Because there’s such a small amount of sticky rice involved, I cooked it in a pot; no steamer needed. The grains were a bit mushy but just fine for my project. Wanting to keep the dressing vegetarian, I loaded it up with autumnal-colored vegetables – shiitake mushroom, carrot and parsnip (my go-to sub for gobo root). Pine nuts added luxurious bits of fattiness. Ground fennel contributed a warm sweetness.
When the dressing was done, I wanted to eat it so I baked some in a small ramekin. It was perfect for an individual portion. The top got a little crusty too. Delectable.
Here’s the dressing recipe, which is great on its own as a side dish with all kind of foods, vegetarian or not. I’m working on the tofurkey tomorrow and we'll see how the dressing performs inside a shell of tofu.
Sticky Rice and Pine Nut Dressing
Yield: About 2 1/2 cups to serve 4
- 1 cup sticky rice, long grain or short grain (available at Asian markets)
- 1 cup plus 2 tablespoons water
- 2 tablespoons sesame oil, plus more as needed
- 1/2 cup (2.25 oz / 65 g) chopped shallot
- 1 large clove garlic, finely chopped
- 1 1/2 teaspoons minced ginger
- 1/3 cup (2.25 oz / 65 g) diced carrot
- 1/3 cup (2 oz / 60 g) diced parsnip
- 5 large dried shiitake mushrooms, reconstituted, stemmed and chopped (save soaking liquid)
- 1 teaspoon soy sauce or wheat-free tamari
- 1 tablespoon sake
- Black pepper
- 2 to 3 tablespoons pine nuts, toasted
- 3/4 teaspoon ground fennel
- 1 1/2 tablespoons chopped cilantro leaves
- 1 to 2 tablespoons butter or coconut oil
- Cook the sticky rice.

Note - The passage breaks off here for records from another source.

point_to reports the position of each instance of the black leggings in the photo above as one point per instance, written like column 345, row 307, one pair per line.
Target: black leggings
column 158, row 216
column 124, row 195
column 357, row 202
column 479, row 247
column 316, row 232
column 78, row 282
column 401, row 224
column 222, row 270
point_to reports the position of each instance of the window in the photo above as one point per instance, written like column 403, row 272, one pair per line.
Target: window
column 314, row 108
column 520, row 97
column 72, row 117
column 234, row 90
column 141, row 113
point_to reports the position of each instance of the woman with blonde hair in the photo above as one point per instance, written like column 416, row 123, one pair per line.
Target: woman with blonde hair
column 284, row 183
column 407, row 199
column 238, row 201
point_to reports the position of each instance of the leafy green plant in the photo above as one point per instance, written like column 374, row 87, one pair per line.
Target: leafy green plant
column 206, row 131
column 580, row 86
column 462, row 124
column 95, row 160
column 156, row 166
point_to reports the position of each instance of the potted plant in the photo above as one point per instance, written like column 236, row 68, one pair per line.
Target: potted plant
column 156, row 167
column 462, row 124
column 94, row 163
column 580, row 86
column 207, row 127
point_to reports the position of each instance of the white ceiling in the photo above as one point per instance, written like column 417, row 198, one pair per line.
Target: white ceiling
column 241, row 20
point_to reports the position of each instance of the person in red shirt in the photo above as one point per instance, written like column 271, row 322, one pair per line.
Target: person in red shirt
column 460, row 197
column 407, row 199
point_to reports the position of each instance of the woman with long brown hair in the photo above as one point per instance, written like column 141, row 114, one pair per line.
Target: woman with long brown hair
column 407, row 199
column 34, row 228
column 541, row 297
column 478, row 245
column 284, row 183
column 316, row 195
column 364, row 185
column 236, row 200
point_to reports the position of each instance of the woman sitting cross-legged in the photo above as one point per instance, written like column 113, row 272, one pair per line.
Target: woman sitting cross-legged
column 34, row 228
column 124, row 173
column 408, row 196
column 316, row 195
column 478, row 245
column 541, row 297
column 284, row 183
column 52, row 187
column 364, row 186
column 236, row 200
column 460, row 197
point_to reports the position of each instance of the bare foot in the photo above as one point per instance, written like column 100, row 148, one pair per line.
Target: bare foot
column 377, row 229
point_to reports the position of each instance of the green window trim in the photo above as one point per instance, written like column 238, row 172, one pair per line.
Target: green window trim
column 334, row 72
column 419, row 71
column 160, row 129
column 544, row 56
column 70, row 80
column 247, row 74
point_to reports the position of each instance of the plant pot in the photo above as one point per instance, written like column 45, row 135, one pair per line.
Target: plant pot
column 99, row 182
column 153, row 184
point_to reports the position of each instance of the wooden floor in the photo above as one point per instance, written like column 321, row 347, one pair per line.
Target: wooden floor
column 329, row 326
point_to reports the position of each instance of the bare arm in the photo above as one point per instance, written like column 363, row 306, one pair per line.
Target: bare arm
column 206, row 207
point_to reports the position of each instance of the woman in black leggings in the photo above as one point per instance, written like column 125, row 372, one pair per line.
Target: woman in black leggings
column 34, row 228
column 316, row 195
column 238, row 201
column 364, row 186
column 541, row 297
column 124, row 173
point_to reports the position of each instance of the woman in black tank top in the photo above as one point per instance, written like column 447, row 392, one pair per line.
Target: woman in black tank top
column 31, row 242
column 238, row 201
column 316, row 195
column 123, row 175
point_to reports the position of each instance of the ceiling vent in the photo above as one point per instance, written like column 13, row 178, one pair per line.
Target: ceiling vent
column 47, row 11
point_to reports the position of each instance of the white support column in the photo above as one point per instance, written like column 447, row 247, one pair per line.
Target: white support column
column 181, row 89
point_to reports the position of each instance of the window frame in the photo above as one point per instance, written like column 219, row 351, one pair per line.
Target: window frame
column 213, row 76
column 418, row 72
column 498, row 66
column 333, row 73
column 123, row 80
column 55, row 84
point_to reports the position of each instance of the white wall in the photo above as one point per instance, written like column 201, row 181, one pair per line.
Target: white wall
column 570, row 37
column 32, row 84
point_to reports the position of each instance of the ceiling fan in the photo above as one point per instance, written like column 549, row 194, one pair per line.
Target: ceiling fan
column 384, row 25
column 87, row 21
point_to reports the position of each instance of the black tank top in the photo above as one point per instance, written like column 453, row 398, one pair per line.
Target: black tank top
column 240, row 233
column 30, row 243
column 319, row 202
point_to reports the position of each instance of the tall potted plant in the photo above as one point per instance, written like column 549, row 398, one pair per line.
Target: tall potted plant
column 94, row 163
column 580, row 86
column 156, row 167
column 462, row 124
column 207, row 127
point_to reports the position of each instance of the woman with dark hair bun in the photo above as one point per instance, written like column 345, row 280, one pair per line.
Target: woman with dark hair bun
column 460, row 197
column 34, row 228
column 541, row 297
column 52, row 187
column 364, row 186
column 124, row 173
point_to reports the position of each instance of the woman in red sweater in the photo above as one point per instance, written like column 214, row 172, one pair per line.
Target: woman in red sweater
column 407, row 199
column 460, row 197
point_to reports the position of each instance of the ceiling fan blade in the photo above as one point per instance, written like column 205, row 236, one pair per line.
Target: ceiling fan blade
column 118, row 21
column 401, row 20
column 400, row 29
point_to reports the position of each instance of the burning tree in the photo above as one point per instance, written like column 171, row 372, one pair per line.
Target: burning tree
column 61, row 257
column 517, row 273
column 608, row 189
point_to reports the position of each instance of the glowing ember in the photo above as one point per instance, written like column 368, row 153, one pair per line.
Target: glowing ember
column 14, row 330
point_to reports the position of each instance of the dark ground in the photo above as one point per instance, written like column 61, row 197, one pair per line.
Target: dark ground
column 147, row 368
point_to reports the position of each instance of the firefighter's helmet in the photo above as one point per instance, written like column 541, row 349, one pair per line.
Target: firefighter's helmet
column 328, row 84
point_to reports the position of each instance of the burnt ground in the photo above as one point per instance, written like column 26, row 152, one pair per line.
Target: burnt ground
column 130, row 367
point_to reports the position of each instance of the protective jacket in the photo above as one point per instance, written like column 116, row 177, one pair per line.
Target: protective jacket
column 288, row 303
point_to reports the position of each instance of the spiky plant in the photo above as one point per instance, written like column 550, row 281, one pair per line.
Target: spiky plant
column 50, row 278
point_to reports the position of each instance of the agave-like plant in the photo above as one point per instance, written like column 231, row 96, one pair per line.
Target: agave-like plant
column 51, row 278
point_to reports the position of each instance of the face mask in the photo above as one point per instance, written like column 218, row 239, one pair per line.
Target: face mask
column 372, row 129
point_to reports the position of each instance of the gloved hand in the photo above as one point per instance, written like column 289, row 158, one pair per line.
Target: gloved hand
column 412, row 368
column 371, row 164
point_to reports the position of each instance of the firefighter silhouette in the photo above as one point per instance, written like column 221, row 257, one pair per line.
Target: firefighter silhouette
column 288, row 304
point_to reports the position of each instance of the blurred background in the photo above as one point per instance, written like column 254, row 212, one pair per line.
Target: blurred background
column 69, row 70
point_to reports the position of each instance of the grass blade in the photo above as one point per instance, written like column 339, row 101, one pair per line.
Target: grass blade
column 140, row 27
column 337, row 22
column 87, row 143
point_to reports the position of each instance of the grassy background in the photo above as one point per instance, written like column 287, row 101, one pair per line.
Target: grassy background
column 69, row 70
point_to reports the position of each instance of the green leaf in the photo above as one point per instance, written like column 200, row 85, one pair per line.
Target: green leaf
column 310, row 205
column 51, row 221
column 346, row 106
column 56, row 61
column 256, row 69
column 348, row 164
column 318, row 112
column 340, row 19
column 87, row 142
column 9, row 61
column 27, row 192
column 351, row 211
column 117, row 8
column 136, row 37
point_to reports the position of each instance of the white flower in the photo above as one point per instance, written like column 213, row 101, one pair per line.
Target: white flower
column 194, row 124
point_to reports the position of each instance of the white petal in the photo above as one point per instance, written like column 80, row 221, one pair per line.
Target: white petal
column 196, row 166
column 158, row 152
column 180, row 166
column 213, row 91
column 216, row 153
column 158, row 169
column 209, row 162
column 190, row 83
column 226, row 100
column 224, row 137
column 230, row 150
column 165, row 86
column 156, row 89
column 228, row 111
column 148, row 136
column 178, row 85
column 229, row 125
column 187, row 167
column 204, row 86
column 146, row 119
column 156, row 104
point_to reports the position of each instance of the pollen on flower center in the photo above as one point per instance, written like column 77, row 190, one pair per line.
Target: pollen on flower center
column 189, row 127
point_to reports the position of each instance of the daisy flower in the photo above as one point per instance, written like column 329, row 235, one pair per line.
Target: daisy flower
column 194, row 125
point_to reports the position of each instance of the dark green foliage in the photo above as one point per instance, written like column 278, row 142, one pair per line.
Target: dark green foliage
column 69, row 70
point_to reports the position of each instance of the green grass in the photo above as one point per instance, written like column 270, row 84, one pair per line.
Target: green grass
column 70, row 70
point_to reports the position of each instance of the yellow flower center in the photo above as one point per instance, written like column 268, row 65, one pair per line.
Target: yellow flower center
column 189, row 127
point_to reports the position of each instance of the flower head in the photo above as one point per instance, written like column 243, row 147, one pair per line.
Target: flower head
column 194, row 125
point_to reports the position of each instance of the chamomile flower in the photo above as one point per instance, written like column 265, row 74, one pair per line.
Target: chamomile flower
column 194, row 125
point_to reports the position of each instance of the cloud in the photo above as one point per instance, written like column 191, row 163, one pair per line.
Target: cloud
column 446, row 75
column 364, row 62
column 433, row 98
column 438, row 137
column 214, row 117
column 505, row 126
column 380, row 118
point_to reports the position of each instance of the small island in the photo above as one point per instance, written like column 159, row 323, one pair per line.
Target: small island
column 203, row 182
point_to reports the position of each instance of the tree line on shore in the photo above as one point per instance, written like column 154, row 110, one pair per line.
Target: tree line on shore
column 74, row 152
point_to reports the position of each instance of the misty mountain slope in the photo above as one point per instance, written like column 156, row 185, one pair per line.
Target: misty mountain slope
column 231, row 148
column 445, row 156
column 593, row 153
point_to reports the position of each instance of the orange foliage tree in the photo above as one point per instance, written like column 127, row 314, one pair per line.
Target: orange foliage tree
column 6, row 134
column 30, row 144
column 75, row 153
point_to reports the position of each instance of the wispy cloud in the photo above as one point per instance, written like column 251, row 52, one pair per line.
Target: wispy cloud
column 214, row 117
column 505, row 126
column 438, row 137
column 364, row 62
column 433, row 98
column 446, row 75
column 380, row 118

Wash, rinse and drain the grains. Put in a 1-quart (.25 l) saucepan and add the water, rounded 1/4 teaspoon salt, and a few drops of sesame oil to prevent sticking. Bring to a boil, then cook like you would a regular pot of rice. (See this post for guidance.) Set aside.
- Heat a medium skillet over medium heat, add the sesame oil. Add the shallot, garlic and ginger. Cook, stirring, for about a minute until fragrant. Add the carrot, parsnip, and mushroom. Stir to combine and season with the soy sauce and about 1/4 teaspoon of salt and pepper.
- Splash 2 tablespoons of the reserved mushroom soaking liquid and sake. Cook for a few minutes longer, stirring, until the vegetables are just tender. Remove from the heat, stir in the fennel and pine nuts. Let cool for 5 to 10 minutes.
- Meanwhile, transfer the sticky rice to a bowl, fluffing and separating it as best you can. Add the cooked vegetable mixture and cilantro. Mix well, then finish with seasoning with extra salt and pepper. If you have super clumpy rice, use kosher salt to better distribute the savory goodness. The dressing can be made up to 3 days in advance, covered, and refrigerated.
- It’s ready to be used as a stuffing. To bake as a dressing, preheat an oven or toaster oven to 400F (200 C / gas mark 6). Smear butter (or oil) 4 individual ramekins then divide the dressing among the ramekins; the dressing compacts down during baking so feel free to mound it up and/or pack it down slightly. Dot with butter or oil, loosely cover with foil. Bake for 15 minutes, or until gently sizzling and hot. Remove the foil, then blast with broiler heat for 3 to 5 minutes to make the top slightly crusty.